Imagine if the neighborhoods along the Loop could have done the same thing.
The video created by Adam Paul Susaneck, a PhD student in urban planning in The Netherlands, superimposes a map of Rochester in 2002 over a map of Rochester in 1951, the year construction started on the Loop.
It shows the neighborhoods the loop destroyed, the historic parks paved over, and the parking lots the loop inspired.
Inner Loop East is filled and there’s now hundreds of units of market-rate and affordable housing and a new hotel.
The city is planning to fill Inner Loop North, which is four times the size.
“It’s correcting those historic wrongs and bringing that heart and soul back to this community,” said Erik Frisch, Rochester’s deputy commissioner of Neighborhood and Business Development.

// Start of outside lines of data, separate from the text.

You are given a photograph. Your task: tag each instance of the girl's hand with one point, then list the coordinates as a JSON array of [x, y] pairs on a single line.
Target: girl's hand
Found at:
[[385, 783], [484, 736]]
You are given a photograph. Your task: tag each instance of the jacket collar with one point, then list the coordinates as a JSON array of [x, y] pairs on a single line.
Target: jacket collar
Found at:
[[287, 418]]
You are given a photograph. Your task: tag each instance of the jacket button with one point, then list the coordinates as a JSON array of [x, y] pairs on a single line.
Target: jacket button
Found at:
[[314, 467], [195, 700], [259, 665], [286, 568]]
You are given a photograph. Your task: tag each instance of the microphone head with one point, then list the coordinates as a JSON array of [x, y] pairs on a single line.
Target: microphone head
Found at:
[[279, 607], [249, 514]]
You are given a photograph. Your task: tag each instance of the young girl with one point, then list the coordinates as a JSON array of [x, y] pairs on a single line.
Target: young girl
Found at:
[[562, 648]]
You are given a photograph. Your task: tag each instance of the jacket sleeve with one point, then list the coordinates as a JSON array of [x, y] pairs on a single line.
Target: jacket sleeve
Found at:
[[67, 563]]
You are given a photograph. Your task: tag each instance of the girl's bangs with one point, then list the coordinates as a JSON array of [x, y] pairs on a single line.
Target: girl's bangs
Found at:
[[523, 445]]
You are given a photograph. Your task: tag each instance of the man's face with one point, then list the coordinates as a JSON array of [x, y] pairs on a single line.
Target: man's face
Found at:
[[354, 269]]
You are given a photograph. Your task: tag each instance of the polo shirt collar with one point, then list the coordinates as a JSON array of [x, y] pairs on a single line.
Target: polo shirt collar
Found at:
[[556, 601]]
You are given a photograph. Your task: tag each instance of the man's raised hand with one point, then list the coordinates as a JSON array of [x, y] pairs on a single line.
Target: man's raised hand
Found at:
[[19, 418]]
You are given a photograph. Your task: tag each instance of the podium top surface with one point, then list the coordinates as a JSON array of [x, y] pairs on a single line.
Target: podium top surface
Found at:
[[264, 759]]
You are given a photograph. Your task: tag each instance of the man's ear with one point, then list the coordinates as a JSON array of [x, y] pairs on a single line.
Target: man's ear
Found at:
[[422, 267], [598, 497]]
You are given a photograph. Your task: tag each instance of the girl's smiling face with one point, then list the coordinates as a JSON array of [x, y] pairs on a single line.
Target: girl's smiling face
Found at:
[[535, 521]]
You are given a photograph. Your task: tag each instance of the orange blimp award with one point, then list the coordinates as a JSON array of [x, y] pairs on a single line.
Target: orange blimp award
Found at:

When Swillburg neighbors beat the highway, they saved the childhood neighborhood of Cab Calloway – one of the most famous Rochester musicians.
“It really is a neighborhood that people can walk in that, even the houses that were taken down, new houses were built in its place,” Hay said. “And this park, that is a symbol that people can make a difference.”
The park in the neighborhood is dedicated to Otto Henderberg, the neighbor who lead the fight against the highway. The park was an insurance policy because if the business leaders in Rochester ever tried to build the highway again, it would destroy a park and that would need approval by the state assembly and senate.